Jacobo Fijman fue un notable poeta argentino, injustamente más conocido por haber terminado internado en el Borda que por la fuerza de su obra. En algún momento se declaró a si mismo un santo, “pero mejor no decirlo porque no lo entenderían. Para los médicos eso es enfermedad. Y ellos no saben lo que es un santo. Solo tratan a los demás como enfermos. Se guían por los síntomas. Y otras obligaciones no tienen. En esta sociedad está prohibido ser santo”.
Los personajes que destila el film, los santos sucios, podrían ser vistos como locos que escapan del mundo, que buscan la salida definitiva en el cruce del río. Ortega elude los géneros de la ciencia ficción o el cine de aventuras y se adentra en un clima que podría aspirar a lo onírico o metafísico.

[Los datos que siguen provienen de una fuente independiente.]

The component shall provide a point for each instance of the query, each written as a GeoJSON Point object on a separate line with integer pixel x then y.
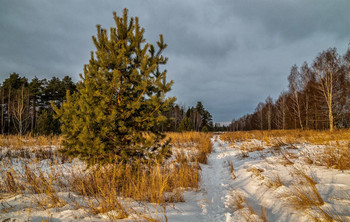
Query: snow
{"type": "Point", "coordinates": [222, 196]}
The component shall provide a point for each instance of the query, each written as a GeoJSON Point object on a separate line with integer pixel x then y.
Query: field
{"type": "Point", "coordinates": [238, 176]}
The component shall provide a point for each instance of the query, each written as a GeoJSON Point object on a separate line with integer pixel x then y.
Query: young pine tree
{"type": "Point", "coordinates": [117, 110]}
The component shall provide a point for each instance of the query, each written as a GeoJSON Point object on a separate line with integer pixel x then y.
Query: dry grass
{"type": "Point", "coordinates": [337, 157]}
{"type": "Point", "coordinates": [196, 140]}
{"type": "Point", "coordinates": [256, 172]}
{"type": "Point", "coordinates": [232, 170]}
{"type": "Point", "coordinates": [18, 141]}
{"type": "Point", "coordinates": [281, 137]}
{"type": "Point", "coordinates": [274, 181]}
{"type": "Point", "coordinates": [104, 188]}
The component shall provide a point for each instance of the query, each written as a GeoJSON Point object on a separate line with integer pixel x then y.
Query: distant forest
{"type": "Point", "coordinates": [26, 108]}
{"type": "Point", "coordinates": [318, 98]}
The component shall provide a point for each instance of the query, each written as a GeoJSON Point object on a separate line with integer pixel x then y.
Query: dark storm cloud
{"type": "Point", "coordinates": [229, 54]}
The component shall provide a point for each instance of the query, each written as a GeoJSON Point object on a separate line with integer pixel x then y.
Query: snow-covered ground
{"type": "Point", "coordinates": [243, 181]}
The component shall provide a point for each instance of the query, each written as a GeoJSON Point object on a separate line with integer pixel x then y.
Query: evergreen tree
{"type": "Point", "coordinates": [186, 124]}
{"type": "Point", "coordinates": [117, 110]}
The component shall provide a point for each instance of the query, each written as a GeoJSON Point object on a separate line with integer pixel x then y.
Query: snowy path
{"type": "Point", "coordinates": [216, 180]}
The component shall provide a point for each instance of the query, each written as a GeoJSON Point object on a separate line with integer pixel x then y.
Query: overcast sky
{"type": "Point", "coordinates": [229, 54]}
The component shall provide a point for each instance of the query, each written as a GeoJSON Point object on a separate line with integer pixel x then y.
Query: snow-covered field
{"type": "Point", "coordinates": [243, 181]}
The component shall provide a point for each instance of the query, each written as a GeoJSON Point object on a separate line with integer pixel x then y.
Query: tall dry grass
{"type": "Point", "coordinates": [196, 140]}
{"type": "Point", "coordinates": [279, 137]}
{"type": "Point", "coordinates": [103, 187]}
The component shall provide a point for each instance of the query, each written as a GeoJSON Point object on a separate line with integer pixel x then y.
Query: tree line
{"type": "Point", "coordinates": [26, 107]}
{"type": "Point", "coordinates": [318, 98]}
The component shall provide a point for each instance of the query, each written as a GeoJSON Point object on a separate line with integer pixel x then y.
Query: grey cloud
{"type": "Point", "coordinates": [229, 54]}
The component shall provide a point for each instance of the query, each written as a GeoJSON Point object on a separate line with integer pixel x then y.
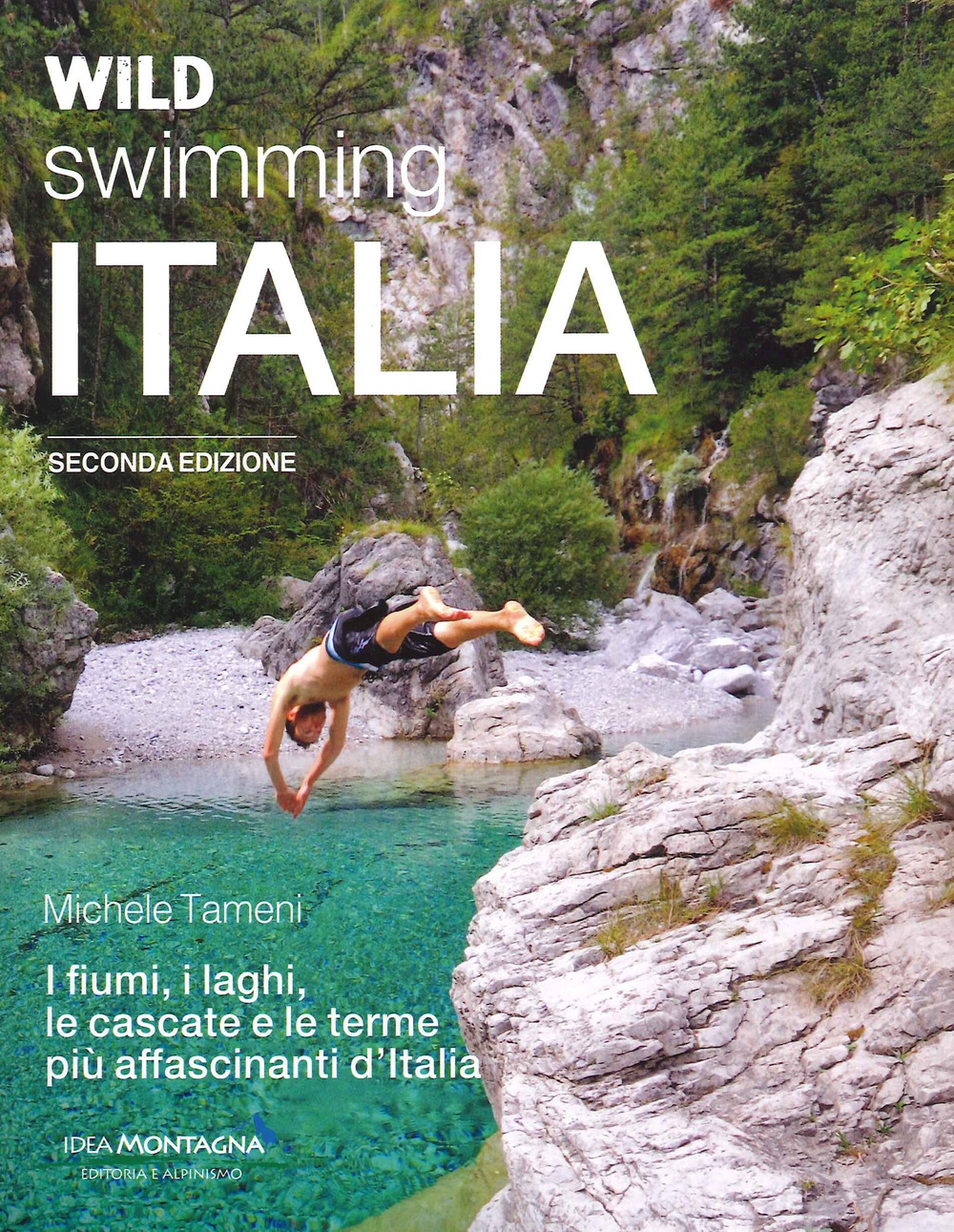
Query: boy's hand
{"type": "Point", "coordinates": [288, 801]}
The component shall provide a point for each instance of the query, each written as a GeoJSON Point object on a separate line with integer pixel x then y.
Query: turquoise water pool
{"type": "Point", "coordinates": [384, 864]}
{"type": "Point", "coordinates": [384, 859]}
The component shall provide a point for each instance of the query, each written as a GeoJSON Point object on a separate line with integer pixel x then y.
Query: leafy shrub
{"type": "Point", "coordinates": [770, 434]}
{"type": "Point", "coordinates": [543, 536]}
{"type": "Point", "coordinates": [683, 475]}
{"type": "Point", "coordinates": [28, 498]}
{"type": "Point", "coordinates": [897, 301]}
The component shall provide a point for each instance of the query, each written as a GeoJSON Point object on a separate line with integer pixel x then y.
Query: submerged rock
{"type": "Point", "coordinates": [404, 699]}
{"type": "Point", "coordinates": [524, 720]}
{"type": "Point", "coordinates": [716, 992]}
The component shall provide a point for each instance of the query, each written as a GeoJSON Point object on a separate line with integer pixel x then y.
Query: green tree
{"type": "Point", "coordinates": [543, 536]}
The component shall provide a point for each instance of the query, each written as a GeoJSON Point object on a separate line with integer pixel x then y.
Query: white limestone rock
{"type": "Point", "coordinates": [738, 681]}
{"type": "Point", "coordinates": [524, 720]}
{"type": "Point", "coordinates": [688, 1079]}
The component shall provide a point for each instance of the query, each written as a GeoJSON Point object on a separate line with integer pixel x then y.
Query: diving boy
{"type": "Point", "coordinates": [317, 689]}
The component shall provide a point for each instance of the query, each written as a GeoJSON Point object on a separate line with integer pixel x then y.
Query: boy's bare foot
{"type": "Point", "coordinates": [432, 606]}
{"type": "Point", "coordinates": [522, 625]}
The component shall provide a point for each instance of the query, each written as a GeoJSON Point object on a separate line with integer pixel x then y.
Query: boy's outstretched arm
{"type": "Point", "coordinates": [282, 701]}
{"type": "Point", "coordinates": [330, 749]}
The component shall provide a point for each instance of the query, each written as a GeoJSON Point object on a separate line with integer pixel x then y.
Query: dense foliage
{"type": "Point", "coordinates": [543, 536]}
{"type": "Point", "coordinates": [813, 140]}
{"type": "Point", "coordinates": [152, 551]}
{"type": "Point", "coordinates": [31, 534]}
{"type": "Point", "coordinates": [793, 198]}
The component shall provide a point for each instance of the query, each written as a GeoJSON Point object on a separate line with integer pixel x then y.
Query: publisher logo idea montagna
{"type": "Point", "coordinates": [268, 261]}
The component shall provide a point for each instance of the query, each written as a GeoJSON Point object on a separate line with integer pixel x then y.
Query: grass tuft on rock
{"type": "Point", "coordinates": [872, 864]}
{"type": "Point", "coordinates": [666, 909]}
{"type": "Point", "coordinates": [944, 898]}
{"type": "Point", "coordinates": [917, 804]}
{"type": "Point", "coordinates": [609, 808]}
{"type": "Point", "coordinates": [789, 825]}
{"type": "Point", "coordinates": [831, 981]}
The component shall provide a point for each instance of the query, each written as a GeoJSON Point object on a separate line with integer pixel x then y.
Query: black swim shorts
{"type": "Point", "coordinates": [351, 638]}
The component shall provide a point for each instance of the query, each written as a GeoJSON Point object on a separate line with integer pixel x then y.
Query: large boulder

La película esta construida a partir de las locaciones. Se nota que han recorrido la provincia de Entre Rios, buscando el lugar adecuado para cada escena. La imagen está muy trabajada, cada plano revela un esmero que se nota, pero a la película le falta sustancia como para levantar vuelo. Los personajes son extraños pero no interesan demasiado, por lo que el film termina dependiendo en exceso de la puesta en escena. La imagen final es muy bella aunque toda la parte anterior al cruce del río, que ocupa casi todo el metraje, no logra despertar la emoción estética que transmitía una película como Stalker, del gran Andrei Tarkovski; film que probablemente Ortega haya tomado como referencia. La película no alcanza la espiritualidad de Tarkovski ni la pasión poética de Fijman. Los protagonistas cruzan el río, pero la película se queda a mitad de camino, y desde lejos, los observa desaparecer entre el cielo y el desierto.
De todos modos, y más allá del resultado un tanto artificioso, tenemos aquí cine de autor, de alguien que le apunta al arte, aún cuando, para mi gusto, no le pegue del todo al blanco. Habrá más flechas, seguramente.